I had one rule for the week: No judgement, just simple observation of my thoughts and how my body responded to the food.
This pact with myself also included the promise that after one week I was to put my “life coach” hat back on and do the work necessary to move beyond this point.
An interesting thing happened during that week. Since I was eating more gluten than usual, I could clearly feel how it affected me. I was shocked at what I discovered.
I realized that after high-gluten meals I never felt fully satiated, just odd. After a few more days I began having strange pains in my stomach. At the time, I remember thinking my stomach felt like it was being torn apart.
As the week came to an end and I was finally ready to deal with the underlying issues, I asked myself what I was truly craving. The answer came even more quickly than I expected.
Autonomy (or freedom) is a universal need. When we feel it’s being taken away – this often leads to rebellious actions.
Suddenly I could see it. I felt like my freedom was being taken from me. I didn’t want to feel forced into a way of eating. I wanted to feel like I had choices.

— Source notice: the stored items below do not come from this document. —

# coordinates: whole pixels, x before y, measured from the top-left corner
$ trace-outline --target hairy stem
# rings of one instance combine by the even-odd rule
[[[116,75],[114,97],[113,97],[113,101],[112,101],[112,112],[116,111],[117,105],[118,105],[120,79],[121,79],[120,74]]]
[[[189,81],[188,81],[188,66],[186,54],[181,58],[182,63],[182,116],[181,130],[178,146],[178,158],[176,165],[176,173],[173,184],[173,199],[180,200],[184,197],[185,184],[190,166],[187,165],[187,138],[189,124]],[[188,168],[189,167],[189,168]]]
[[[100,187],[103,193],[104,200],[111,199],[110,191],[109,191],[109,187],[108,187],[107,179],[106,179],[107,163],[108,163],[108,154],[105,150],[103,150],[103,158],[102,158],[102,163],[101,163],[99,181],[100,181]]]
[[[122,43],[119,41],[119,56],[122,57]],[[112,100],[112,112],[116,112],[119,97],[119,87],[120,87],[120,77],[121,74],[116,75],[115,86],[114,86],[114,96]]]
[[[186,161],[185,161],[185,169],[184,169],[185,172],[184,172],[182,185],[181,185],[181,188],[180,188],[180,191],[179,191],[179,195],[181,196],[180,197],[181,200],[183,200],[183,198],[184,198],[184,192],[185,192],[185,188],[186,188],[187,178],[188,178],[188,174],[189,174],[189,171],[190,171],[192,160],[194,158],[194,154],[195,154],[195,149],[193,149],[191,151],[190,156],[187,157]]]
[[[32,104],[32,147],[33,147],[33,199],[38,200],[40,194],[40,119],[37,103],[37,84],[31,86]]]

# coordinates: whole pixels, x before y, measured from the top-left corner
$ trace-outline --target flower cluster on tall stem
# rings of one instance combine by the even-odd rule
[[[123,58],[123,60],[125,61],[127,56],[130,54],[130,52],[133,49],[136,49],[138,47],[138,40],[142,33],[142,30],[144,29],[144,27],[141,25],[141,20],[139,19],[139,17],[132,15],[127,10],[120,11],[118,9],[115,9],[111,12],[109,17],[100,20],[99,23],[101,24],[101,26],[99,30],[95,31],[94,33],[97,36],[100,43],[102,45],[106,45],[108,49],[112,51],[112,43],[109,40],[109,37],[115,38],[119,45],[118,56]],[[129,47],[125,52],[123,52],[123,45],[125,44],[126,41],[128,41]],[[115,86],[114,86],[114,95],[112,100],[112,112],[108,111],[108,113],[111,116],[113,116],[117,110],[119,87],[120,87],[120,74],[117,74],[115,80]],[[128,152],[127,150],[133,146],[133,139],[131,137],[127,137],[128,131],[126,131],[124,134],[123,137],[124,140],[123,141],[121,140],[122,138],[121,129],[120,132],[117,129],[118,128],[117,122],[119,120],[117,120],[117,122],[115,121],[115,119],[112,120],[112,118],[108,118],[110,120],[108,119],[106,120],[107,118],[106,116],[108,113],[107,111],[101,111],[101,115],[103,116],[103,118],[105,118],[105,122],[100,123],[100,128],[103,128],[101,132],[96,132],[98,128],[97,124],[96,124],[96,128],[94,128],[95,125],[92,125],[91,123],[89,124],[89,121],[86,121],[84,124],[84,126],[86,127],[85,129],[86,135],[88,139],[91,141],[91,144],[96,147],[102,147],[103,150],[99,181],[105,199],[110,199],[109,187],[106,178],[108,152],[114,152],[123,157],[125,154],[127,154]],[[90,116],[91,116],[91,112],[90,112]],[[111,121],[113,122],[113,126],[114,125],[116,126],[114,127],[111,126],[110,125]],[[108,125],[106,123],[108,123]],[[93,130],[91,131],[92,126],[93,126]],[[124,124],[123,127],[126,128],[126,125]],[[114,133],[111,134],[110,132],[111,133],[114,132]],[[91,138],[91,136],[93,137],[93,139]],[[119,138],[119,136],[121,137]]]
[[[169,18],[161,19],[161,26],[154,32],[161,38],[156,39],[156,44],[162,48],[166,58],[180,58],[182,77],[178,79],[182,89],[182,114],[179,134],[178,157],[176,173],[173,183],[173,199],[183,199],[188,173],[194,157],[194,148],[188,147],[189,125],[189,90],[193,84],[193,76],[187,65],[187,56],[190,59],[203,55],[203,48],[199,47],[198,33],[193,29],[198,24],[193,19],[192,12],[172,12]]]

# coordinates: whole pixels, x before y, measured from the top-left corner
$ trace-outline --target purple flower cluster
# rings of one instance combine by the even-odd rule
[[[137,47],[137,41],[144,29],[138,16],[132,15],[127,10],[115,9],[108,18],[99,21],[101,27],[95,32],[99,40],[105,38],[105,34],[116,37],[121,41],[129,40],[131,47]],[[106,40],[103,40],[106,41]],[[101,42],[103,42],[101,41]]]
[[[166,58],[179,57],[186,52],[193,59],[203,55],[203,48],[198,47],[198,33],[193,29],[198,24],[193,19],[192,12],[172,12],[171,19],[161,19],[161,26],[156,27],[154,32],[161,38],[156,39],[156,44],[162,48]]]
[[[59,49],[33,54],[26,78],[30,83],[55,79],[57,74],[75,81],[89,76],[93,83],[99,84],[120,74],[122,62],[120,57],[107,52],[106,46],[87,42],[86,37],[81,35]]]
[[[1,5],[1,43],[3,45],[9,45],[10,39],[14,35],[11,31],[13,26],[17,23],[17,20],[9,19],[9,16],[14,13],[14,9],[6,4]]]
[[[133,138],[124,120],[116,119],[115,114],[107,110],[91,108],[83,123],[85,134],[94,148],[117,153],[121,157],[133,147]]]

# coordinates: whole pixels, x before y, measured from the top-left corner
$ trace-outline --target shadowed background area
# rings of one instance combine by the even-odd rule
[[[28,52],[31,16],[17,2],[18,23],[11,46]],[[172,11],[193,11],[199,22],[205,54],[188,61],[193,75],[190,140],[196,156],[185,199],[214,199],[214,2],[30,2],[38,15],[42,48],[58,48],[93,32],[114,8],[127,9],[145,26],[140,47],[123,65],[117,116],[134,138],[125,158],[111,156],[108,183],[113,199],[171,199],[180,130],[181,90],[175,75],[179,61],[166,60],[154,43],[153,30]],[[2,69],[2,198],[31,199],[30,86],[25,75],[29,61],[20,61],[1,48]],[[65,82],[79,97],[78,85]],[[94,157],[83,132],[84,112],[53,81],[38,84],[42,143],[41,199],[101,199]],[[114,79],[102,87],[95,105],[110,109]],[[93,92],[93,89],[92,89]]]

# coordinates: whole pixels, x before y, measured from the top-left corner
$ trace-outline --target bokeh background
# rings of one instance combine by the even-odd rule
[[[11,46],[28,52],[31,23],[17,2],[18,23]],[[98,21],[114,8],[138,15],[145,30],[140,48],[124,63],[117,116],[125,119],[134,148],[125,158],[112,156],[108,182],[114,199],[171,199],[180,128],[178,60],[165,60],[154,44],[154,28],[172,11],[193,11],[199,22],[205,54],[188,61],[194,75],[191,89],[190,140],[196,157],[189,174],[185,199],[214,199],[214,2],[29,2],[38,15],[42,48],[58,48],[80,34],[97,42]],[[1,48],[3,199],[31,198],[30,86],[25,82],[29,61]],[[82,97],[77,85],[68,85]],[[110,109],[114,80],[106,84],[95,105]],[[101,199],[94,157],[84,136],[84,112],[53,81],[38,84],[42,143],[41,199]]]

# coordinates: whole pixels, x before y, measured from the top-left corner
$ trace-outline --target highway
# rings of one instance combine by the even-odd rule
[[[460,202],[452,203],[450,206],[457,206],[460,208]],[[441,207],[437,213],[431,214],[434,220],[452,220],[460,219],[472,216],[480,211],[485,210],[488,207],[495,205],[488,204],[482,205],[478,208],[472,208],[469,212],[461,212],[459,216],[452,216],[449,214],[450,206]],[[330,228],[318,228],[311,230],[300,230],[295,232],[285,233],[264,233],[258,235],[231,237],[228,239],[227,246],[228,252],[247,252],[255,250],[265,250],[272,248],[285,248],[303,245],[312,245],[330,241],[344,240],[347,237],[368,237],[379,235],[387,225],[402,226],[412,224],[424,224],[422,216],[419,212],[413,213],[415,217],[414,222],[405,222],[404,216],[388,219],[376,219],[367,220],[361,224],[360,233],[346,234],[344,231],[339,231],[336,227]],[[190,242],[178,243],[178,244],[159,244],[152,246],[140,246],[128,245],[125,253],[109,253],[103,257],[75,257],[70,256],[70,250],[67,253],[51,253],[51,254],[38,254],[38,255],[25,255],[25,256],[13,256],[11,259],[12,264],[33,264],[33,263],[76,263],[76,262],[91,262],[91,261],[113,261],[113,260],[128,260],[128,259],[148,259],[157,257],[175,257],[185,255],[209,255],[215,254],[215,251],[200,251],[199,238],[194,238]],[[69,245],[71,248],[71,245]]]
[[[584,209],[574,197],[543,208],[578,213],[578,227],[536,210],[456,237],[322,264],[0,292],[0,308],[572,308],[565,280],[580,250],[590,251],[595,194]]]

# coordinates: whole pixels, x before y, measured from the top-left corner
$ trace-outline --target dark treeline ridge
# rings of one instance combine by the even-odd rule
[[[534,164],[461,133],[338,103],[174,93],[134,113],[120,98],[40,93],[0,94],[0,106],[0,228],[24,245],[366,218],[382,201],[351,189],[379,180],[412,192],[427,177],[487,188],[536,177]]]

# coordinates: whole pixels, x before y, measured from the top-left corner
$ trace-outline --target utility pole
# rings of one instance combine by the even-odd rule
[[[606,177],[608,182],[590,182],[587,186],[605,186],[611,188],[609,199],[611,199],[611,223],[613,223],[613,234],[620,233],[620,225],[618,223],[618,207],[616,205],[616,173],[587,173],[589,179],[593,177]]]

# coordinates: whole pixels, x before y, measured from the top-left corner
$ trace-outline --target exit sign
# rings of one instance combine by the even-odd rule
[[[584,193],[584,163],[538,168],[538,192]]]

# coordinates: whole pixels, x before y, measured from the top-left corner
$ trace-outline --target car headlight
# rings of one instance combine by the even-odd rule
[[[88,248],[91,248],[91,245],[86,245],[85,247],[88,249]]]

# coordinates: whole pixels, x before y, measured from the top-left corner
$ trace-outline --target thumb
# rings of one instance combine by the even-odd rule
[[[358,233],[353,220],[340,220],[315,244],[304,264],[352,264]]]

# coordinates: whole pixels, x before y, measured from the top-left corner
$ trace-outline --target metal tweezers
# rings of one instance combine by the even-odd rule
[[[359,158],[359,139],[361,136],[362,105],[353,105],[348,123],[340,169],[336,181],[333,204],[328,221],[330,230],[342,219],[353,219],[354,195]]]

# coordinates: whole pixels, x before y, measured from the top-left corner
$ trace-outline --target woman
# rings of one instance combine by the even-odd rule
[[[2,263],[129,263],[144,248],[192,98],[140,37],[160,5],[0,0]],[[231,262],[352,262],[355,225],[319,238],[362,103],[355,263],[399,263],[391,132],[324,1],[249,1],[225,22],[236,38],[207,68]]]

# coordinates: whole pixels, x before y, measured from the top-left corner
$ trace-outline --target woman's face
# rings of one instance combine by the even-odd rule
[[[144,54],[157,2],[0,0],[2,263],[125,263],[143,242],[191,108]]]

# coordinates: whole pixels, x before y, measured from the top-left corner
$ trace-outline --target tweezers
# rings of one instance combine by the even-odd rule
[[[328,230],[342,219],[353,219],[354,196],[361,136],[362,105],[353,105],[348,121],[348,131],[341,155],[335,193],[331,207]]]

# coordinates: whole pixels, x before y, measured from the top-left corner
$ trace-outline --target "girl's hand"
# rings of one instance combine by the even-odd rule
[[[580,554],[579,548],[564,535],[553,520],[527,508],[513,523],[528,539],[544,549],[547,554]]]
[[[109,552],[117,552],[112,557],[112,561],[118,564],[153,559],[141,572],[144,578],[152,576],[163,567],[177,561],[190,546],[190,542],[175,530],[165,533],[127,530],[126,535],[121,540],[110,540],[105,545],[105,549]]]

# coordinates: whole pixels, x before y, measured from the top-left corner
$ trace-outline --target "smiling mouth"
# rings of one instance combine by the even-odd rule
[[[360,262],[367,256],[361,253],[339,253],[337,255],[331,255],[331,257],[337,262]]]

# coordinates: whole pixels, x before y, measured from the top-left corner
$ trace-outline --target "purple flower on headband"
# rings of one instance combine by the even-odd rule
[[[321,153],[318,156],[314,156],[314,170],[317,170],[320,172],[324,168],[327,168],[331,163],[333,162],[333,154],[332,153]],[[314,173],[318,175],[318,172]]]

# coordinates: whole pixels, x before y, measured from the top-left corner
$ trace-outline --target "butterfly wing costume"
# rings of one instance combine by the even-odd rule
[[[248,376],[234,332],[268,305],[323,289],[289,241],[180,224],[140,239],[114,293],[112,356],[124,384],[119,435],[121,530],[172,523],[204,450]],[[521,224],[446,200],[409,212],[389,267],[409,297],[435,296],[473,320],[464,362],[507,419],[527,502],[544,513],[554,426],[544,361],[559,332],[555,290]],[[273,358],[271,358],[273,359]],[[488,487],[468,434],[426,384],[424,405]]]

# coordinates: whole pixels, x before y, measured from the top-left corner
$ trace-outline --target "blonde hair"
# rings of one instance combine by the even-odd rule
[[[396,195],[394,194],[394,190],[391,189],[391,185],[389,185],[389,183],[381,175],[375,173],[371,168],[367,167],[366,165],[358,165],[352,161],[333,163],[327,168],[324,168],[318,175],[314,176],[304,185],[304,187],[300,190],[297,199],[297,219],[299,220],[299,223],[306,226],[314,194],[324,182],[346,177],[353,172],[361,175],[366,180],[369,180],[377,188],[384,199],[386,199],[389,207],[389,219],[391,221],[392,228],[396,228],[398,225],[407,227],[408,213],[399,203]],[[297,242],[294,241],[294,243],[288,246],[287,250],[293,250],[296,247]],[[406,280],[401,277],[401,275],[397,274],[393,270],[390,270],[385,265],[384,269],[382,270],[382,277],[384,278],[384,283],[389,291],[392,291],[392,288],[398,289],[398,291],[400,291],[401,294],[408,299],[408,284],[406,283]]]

After all, I was telling myself I had no choices. This was a painful thought that wasn’t even true.
I could absolutely continue to eat gluten. In fact I’d just done it for a week. I could continue if I wanted.
Of course there would be consequences for this action. At this point in my life, this choice could possibly lead to physical discomfort and inflammation in my body. But it was still a choice.
Nearly every time we tell ourselves we have no choice — it’s not true.
For example, I used to think I had to work. One day I realized I didn’t have to work. I worked because I wanted to be able to afford to live in a house, not my car.
This subtle shift of realizing gluten was also a choice – was exactly what I needed to feel a shift in my feelings
Once I knew no one was forcing me into anything and that I was making loving decisions based on how I wanted to feel, my cravings diminished.
It’s been almost 3 weeks now and during that time I’ve remained gluten-free. Yes, I’ve been tempted. Certain foods have caught my eye. And each time they do, I make a conscious choice. That makes all the difference.
Where in your life have you felt trapped with no choices? Look again. See if you can find the choices.